Yes, the RTX 4060 Ti can run the DeepSeek R1 7B distilled model in INT8 quantisation with a usable context window. With 16GB GDDR6 VRAM, the RTX 4060 Ti is the entry point for meaningful DeepSeek hosting, though it cannot handle the larger distilled variants or the full 671B model.
The Short Answer
YES for DeepSeek R1 7B distilled (INT8/INT4). YES for 1.5B (FP16). NO for 14B+ variants.
The RTX 4060 Ti with 16GB VRAM slots neatly into the gap where the 7B distilled model fits in INT8 quantisation. At roughly 7.5GB for model weights in INT8, you have about 8.5GB remaining for KV cache, enabling a context window of approximately 8192 tokens. In INT4, the model drops to 4.5GB for weights, freeing even more room for longer contexts.

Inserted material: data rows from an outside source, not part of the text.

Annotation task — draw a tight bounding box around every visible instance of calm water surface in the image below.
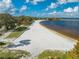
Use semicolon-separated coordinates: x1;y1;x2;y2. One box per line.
41;19;79;39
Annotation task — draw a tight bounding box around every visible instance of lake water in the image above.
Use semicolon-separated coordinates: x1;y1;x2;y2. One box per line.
41;19;79;39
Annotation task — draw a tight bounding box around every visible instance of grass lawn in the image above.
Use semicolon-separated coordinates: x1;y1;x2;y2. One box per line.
0;49;30;59
38;50;66;59
6;27;27;38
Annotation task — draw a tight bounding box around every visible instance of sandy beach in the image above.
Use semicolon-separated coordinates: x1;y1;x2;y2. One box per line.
10;20;76;56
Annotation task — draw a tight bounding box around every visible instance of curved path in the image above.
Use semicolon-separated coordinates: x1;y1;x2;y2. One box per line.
8;20;76;56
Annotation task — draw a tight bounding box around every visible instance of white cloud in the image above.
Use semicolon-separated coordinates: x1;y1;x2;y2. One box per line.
48;3;57;8
45;3;58;11
48;11;57;15
64;7;73;12
0;0;13;13
20;5;27;12
64;6;79;12
26;0;45;5
26;0;29;3
74;6;79;12
58;0;79;4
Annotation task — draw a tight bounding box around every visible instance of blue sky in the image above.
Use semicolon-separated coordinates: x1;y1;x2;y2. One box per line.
0;0;79;17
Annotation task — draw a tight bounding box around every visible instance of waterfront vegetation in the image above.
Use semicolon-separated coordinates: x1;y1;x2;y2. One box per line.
38;43;79;59
6;27;27;39
0;49;30;59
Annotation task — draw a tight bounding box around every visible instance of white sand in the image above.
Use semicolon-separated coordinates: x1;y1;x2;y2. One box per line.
8;21;75;56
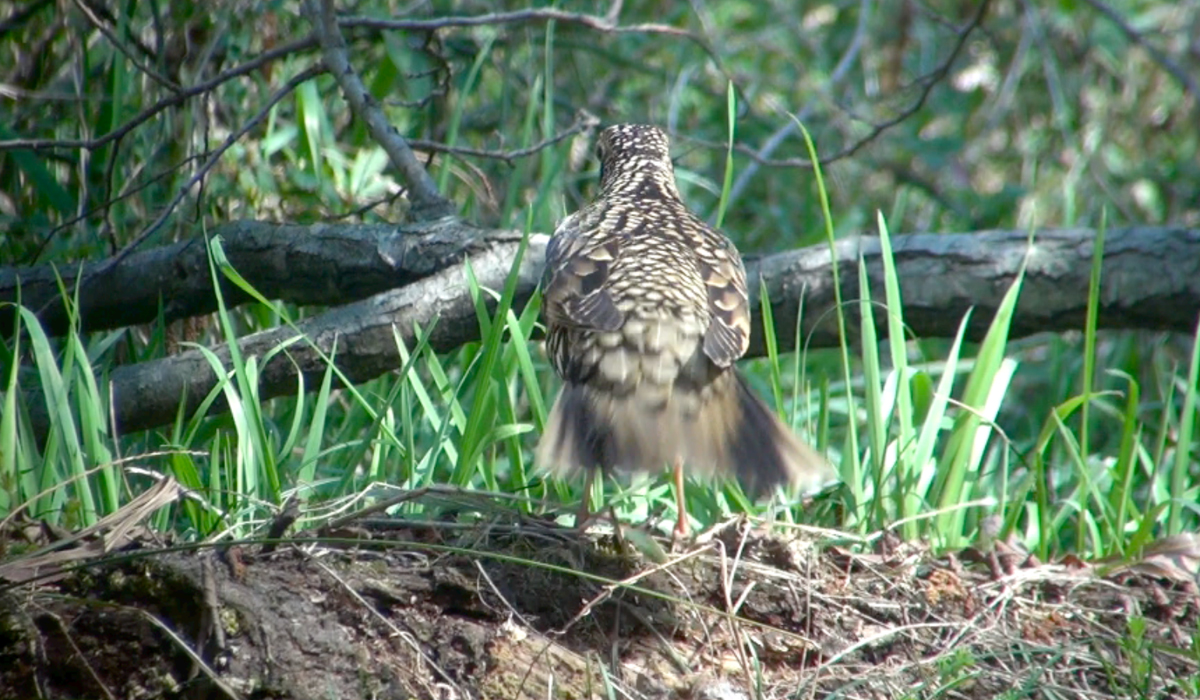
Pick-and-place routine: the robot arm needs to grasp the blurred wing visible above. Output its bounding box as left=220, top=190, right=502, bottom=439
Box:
left=697, top=232, right=750, bottom=367
left=542, top=214, right=624, bottom=331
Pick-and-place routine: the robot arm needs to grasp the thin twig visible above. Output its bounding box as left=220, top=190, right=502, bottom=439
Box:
left=684, top=0, right=991, bottom=174
left=84, top=66, right=324, bottom=285
left=0, top=36, right=317, bottom=151
left=408, top=118, right=596, bottom=163
left=74, top=0, right=179, bottom=92
left=338, top=5, right=696, bottom=38
left=305, top=0, right=455, bottom=221
left=714, top=0, right=871, bottom=215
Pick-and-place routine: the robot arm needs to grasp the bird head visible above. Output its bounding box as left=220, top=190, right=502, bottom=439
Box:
left=596, top=124, right=679, bottom=199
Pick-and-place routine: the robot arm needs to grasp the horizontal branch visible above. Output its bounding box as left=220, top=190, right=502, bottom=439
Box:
left=18, top=227, right=1200, bottom=431
left=0, top=220, right=496, bottom=335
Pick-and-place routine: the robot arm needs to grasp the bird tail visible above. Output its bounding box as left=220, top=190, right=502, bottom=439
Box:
left=534, top=370, right=836, bottom=497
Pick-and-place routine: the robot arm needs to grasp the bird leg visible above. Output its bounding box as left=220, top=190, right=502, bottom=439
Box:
left=674, top=457, right=688, bottom=537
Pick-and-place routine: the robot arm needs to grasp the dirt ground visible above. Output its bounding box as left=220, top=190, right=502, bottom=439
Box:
left=0, top=509, right=1200, bottom=700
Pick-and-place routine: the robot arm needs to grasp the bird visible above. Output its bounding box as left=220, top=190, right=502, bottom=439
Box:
left=534, top=124, right=834, bottom=536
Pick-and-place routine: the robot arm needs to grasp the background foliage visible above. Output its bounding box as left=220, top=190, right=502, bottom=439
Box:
left=0, top=0, right=1200, bottom=554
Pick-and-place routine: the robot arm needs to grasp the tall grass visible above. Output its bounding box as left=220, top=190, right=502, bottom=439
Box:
left=0, top=50, right=1200, bottom=557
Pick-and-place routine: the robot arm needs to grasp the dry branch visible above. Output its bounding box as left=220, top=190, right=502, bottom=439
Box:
left=0, top=219, right=496, bottom=335
left=16, top=226, right=1200, bottom=431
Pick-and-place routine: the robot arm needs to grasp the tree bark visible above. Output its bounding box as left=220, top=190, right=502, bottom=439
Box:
left=0, top=219, right=496, bottom=335
left=14, top=227, right=1200, bottom=433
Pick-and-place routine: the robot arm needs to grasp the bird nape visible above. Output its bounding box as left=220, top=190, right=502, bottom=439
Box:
left=535, top=124, right=834, bottom=534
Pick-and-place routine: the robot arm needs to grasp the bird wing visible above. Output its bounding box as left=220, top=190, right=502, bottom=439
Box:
left=697, top=232, right=750, bottom=367
left=542, top=213, right=624, bottom=331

The 14B distilled variant needs about 15GB in INT8 for weights alone, which exceeds the budget before any context allocation. This card is firmly in the 7B territory for DeepSeek.
VRAM Analysis
| Model Variant | FP16 VRAM | INT8 VRAM | INT4 VRAM | RTX 4060 Ti (16GB) |
|---|---|---|---|---|
| DeepSeek R1 1.5B | ~3.2GB | ~1.8GB | ~1.2GB | Fits (FP16) |
| DeepSeek R1 7B | ~14GB | ~7.5GB | ~4.5GB | INT8 or INT4 |
| DeepSeek R1 14B | ~28GB | ~15GB | ~8.5GB | INT4 only, tight |
| DeepSeek R1 32B | ~64GB | ~34GB | ~18GB | No |
| DeepSeek R1 671B | ~1.3TB | ~670GB | ~340GB | No |
The 14B variant in INT4 (8.5GB weights) could technically load but leaves only 7.5GB for KV cache, limiting context to about 4096 tokens. For DeepSeek’s extended reasoning chains, this is restrictive. Check our DeepSeek VRAM requirements guide for the complete picture.
Performance Benchmarks
| Configuration | GPU | Tokens/sec (output) | Max Context |
|---|---|---|---|
| R1 7B INT8 | RTX 4060 Ti (16GB) | ~22 tok/s | 8192 |
| R1 7B Q4_K_M | RTX 4060 Ti (16GB) | ~32 tok/s | 16384 |
| R1 1.5B FP16 | RTX 4060 Ti (16GB) | ~55 tok/s | 16384 |
| R1 7B FP16 | RTX 3090 (24GB) | ~35 tok/s | 32768 |
| R1 7B INT4 | RTX 4060 (8GB) | ~15 tok/s | ~3072 |
At 22 tok/s in INT8, the RTX 4060 Ti delivers responsive inference for the 7B model. The INT4 quantisation bumps this to 32 tok/s with slightly lower quality but longer available context. Both are above the threshold for comfortable interactive use. View detailed comparisons on our benchmarks page.
Setup Guide
Deploy DeepSeek R1 7B on the RTX 4060 Ti with Ollama or vLLM:
# Ollama: Quick setup with INT8
ollama run deepseek-r1:7b-q8_0
# vLLM: Production serving with AWQ quantisation
pip install vllm
vllm serve deepseek-ai/DeepSeek-R1-Distill-Qwen-7B \
--quantization awq \
--max-model-len 8192 \
--gpu-memory-utilization 0.90 \
--host 0.0.0.0 --port 8000
The vLLM option gives you an OpenAI-compatible API with continuous batching. For Ollama, the Q8_0 quantisation maintains high quality while staying well within the 16GB budget. Monitor VRAM with nvidia-smi to verify you have headroom for your target context length.
Recommended Alternative
If you want DeepSeek 7B in full FP16 with maximum context, the RTX 3090 with 24GB is the upgrade that unlocks 32K context at 35+ tok/s. For the 14B and 32B distilled variants, you need multi-GPU setups available through our dedicated GPU servers.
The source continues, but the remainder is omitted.